Match Numbers in Two Files & Get Results: Results of Comparing .lw & .pw Files

Bala06 · May 29, 2011

Dear Members

I would like to match numbers in two files of extensions .lw & .pw and put the results according to matching numbers.

For example, the .lw file contains data as

59880 SPC X2d12G 4714 UNK X 900B

and .pw file has

59474 SPC X2c8bG 991 ILE A 118B
59726 SPC X2cdfG 1803 SER A 168B
59876 SPC X2d11G 4055 ASP A 356B
59879 SPC X2d12G 3849 ASN A 344B

I want to match according to this number "X2d12G" and put in output as

For example like this (result):
431-hydrogen-bond-frame.dat.c.d.pw [(4714, 'UNK', 'X 900B', 59880, 'SPC', 'X2d12G', 59879, 'SPC', 'X2d12G', 4186, 'ASN', 'A 344B')]
453-hydrogen-bond-frame.dat.c.d.pw [(4714, 'UNK', 'X 900B', 59880, 'SPC', 'X2d12G', 59879, 'SPC', 'X2d12G', 4186, 'ASN', 'A 344B')]

Since the attachments is limited, I couldn't attached thos file 453-hydrogen-bond-frame_lw.txt. It also contains the same data as 431-hydrogen-bond-frame_lw.txt.

When ever I run my python code, I'm not getting the result as expected.

I'm running python script as (python water_cont.py > summary.txt)

I 'm posting the python code for your reference.

Code:

#! /usr/bin/env python
import sys, os, math, glob
#  Run as:  python water_cont.py 
#  This script will provide the summary of waters along the trajectory.  
#  Use it after the run of python_water_cont.py
#  Bala 28 May. 2011
#

def read_lig_wat(file):
    file = open (file, "r")
    data=file.readlines()
    atom_number1 = map(lambda x: int(x[0:7]), data)
    resname1 = map(lambda x: x[10:13], data)
    res_number1=map(lambda x: x[17:23], data)
    atom_number2=map(lambda x: int(x[27:36]), data)
    resname2=map(lambda x: x[37:40], data)
    res_number2= map(lambda x: x[44:50], data)
    return atom_number1, resname1, res_number1, atom_number2, resname2, res_number2 def read_prot_wat(file1):
    file1 = open (file, "r")
    data1=file.readlines()
    atom_number11 = map(lambda x: int(x[0:7]), data)
    resname11 = map(lambda x: x[10:13], data)
    res_number11=map(lambda x: x[17:23], data)
    atom_number22=map(lambda x: int(x[27:36]), data)
    resname22=map(lambda x: x[37:40], data)
    res_number22= map(lambda x: x[44:50], data)
    return atom_number11, resname11, res_number11, atom_number22, resname22, res_number22 

 
for filename in glob.glob1("/home/water", "*.lw"):
   atom_number1, resname1, res_number1, atom_number2, resname2, res_number2 =read_lig_wat(filename)
#   column_file=summary+".lw"
#   file2=open( column_file, "w")
   text=len(atom_number1)

for filename in glob.glob1("/home/water", "*.pw"):
   atom_number11, resname11, res_number11, atom_number22, resname22, res_number22 =read_lig_wat(filename)
#   column_file=filename+".lw"
#   file2=open( column_file, "w")
   text1=len(atom_number11)

   List=[]

   for i in range(text):
      for j in range(text1):
          
#         print  res_number2[i], res_number22[j]
#         if res_number2[i]==res_number11[j]:
#             print res_number1[i], res_number2[i]
         if res_number1[i]==res_number11[j] or res_number1[i]==res_number22[j]\
            or res_number2[i]==res_number11[j] or res_number2[i]==res_number22[j]:
#            print atom_number1[i], resname1[i], res_number1[i], atom_number2[i], resname2[i], res_number2[i]

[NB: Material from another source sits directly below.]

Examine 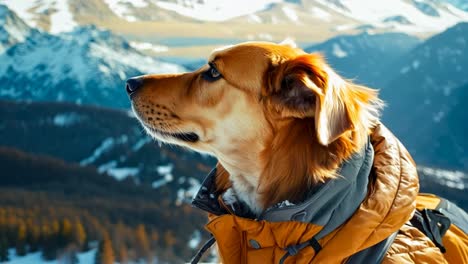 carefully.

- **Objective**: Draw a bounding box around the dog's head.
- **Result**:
[128,42,376,150]
[127,42,379,206]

            List.append((atom_number1[i], resname1[i], res_number1[i], atom_number2[i], resname2[i], res_number2[i], atom_number11[j], resname11[j], res_number11[j], atom_number22[j], resname22[j], res_number22[j]))
#            print List
            print filename, List

#             file2.write("%5i%8s%11s%8i%8s%11s%5i%8s%11s%8i%8s%11s \n" % (atom_number1[i], resname1[i], res_number1[i], atom_number2[i], resname2[i], res_number2[i], atom_number11[i], resname11[i], res_number11[i], atom_number22[i], resname22[i], res_number22[i]  ))

Kindly advice.

Many Thanks
Balaji

Coin · May 30, 2011

First off: I think using slices in this way is a very bad idea and not the way most python programmers would do it. A more sensible thing would be rather than expecting fixed-width character fields (!) to do the readlines, then for each line do a split() on each line, then this will return a list of the whitespace-delimited tokens in that line. For starters, what if ONE LINE in your file is deformed and has, say, one whitespace character too many? Second off, if I try to run the program "in my head" (haven't tried to run it on disk yet) the very first thing I notice is your sample inputs begin with a five-character ID, yet when you parse the files you first attempt to grab a seven-character token from the beginning of the string. You're sure this is correct?

Second off, even if you were to use slices in this way, I think there is something bad about your repeated "map lambda" construction. A rule of thumb: if you find yourself repeating yourself in a computer program, this is a good place to. I would be very uncomfortable if this were my program until I took that repeated map lambda construction into a separate slice_out_field(0,7, data) method. The problem is you've copy and pasted this so many times, what if there was an error in one of your copy and pastes? It would be very easy to overlook.

Third off-- you say "I'm not getting the result as expected". What result are you getting instead?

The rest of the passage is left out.